特に『Cheese!』編集部では、中堅~ベテランの作家が多く、なかには私が中学生の頃に作品を読んでいたような方もいました。立場としても年下の私が“叱咤激励”しても、どうにも響かない。そうした経験を経て「私には共感と伴走のスタイルが合っている」と気づくことができました。」
──共感を通じて信頼関係を築いていく、というスタイルなんですね。
「そうですね。ここで、先ほど挙げた「探求」の姿勢が生きてきます。作家に対して「なぜそれが好きなんですか?」と丁寧に問いかけながら、感覚や原体験を掘り下げていく。

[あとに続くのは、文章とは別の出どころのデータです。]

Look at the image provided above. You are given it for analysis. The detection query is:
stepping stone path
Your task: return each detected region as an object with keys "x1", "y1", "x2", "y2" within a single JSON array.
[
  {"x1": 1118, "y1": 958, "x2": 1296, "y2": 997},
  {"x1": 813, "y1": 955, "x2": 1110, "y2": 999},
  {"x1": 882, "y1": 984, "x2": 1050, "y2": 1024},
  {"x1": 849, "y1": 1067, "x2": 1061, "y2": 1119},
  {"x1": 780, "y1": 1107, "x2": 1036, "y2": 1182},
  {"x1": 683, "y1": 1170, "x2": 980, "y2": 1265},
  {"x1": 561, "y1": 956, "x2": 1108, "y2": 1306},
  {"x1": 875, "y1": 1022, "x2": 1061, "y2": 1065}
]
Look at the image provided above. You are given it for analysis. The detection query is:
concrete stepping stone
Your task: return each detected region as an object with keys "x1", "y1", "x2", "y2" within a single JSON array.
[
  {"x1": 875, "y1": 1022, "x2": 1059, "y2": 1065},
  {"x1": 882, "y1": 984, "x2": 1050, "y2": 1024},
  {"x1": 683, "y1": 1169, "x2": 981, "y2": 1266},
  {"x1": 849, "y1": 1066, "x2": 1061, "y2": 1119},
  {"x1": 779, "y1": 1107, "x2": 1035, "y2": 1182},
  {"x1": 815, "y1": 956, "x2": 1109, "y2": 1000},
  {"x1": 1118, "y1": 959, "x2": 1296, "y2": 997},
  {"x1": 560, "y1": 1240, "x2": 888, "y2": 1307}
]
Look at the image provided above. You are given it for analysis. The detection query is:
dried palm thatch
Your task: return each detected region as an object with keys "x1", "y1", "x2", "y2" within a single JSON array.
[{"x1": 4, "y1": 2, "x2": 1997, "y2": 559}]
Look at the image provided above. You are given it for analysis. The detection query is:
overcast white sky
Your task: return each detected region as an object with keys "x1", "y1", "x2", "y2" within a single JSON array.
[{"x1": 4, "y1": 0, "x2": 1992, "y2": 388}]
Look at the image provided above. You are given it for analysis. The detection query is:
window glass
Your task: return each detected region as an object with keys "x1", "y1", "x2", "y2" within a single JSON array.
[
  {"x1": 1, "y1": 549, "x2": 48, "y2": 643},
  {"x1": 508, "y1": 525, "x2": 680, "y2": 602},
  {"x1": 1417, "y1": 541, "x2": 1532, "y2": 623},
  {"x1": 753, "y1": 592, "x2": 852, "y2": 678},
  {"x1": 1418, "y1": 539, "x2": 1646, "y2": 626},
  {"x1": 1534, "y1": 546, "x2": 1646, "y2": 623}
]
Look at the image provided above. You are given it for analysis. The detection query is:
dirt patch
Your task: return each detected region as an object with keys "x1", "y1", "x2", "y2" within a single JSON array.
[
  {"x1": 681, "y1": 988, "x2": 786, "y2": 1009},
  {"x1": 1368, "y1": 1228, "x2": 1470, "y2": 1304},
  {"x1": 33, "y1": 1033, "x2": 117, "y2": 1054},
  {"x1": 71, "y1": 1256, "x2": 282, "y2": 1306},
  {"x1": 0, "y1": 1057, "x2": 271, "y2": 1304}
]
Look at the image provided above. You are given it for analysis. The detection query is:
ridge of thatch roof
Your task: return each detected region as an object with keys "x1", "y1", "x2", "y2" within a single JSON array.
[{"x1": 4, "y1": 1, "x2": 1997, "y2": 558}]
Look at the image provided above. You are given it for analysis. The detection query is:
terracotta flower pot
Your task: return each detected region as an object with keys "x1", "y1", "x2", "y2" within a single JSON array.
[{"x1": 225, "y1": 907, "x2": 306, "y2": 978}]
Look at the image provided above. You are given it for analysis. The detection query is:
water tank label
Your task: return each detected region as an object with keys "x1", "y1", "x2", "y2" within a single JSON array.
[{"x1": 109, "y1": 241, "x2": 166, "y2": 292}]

そのプロセスの中で、自分の「刺さるポイント」もきちんと伝えるようにしています。
たとえば「私はアメコミの、MARVELのこのキャラが好きなんですよね」とか「最近読んだ海外SFがすごくおもしろくて」といった雑談がきっかけで「実は私もこういうのが好きで……」と作家が返してくれることもあります。そうして“好き”の感覚をお互いにシェアすることで、作品の核になるアイデアが、自然と見えてくる場面がとても多いと感じています。」
方法論の“殻”を破る──『マンガワン』への挑戦
──作品や作家の“好き”に寄り添いながら、ジャンルを超えて編集する──その延長線上に『マンガワン』への異動があったのでしょうか?
「2022年に『マンガワン』編集部に異動しました。異動の背景には「編集として、ジャンルにとらわれず作品に関わってみたい」という気持ちがありました。『Cheese!』編集部では少女漫画を中心に担当してきましたが、少年漫画や青年漫画にもいつか関わってみたいと思っていたんです。
子どもの頃から少女漫画・少年漫画・青年漫画を隔てなく読んできましたし、小学生のときには二次創作同人誌の存在を知り、中学生になってからは『ガロ』系にハマって古本屋でバックナンバーを求めて、文通で同好の士を探し……そんな“ジャンルを横断して楽しむ”読み方が、自分の編集の根っこにあるので、自然と「ジャンルにとらわれずに関わってみたい」という思いが育まれていったのかもしれません。
前回お話したように『モトカレ←リトライ』を始めとしたヒット作などを担当させていただいて、自分なりの“編集の型”のようなものができあがり、それはそれでよかったんですが、同時にその方法論に縛られてしまっている感覚もありました。「このやり方しかない」と思い込んでしまっていた部分を、一度壊してみたかったんです。だからこそ、異なるジャンルに飛び込んで、新しいアプローチを模索してみたいという思いが強くなりました。」
──実際に異動してみて、どのような発見や魅力がありましたか?
「そもそも『マンガワン』が発足した当時はまだ漫画アプリ自体が少なく、あっても、主流は電子書店のアプリ版…といった時代です。『少年ジャンプ+』も黎明期、自社で言えば『サンデーうぇぶり』も存在していませんでした。そんな中で『マンガワン』は「出版社主導で、かつ雑誌名を持たないアプリ」として立ち上がり、その先進性に強く惹かれていました。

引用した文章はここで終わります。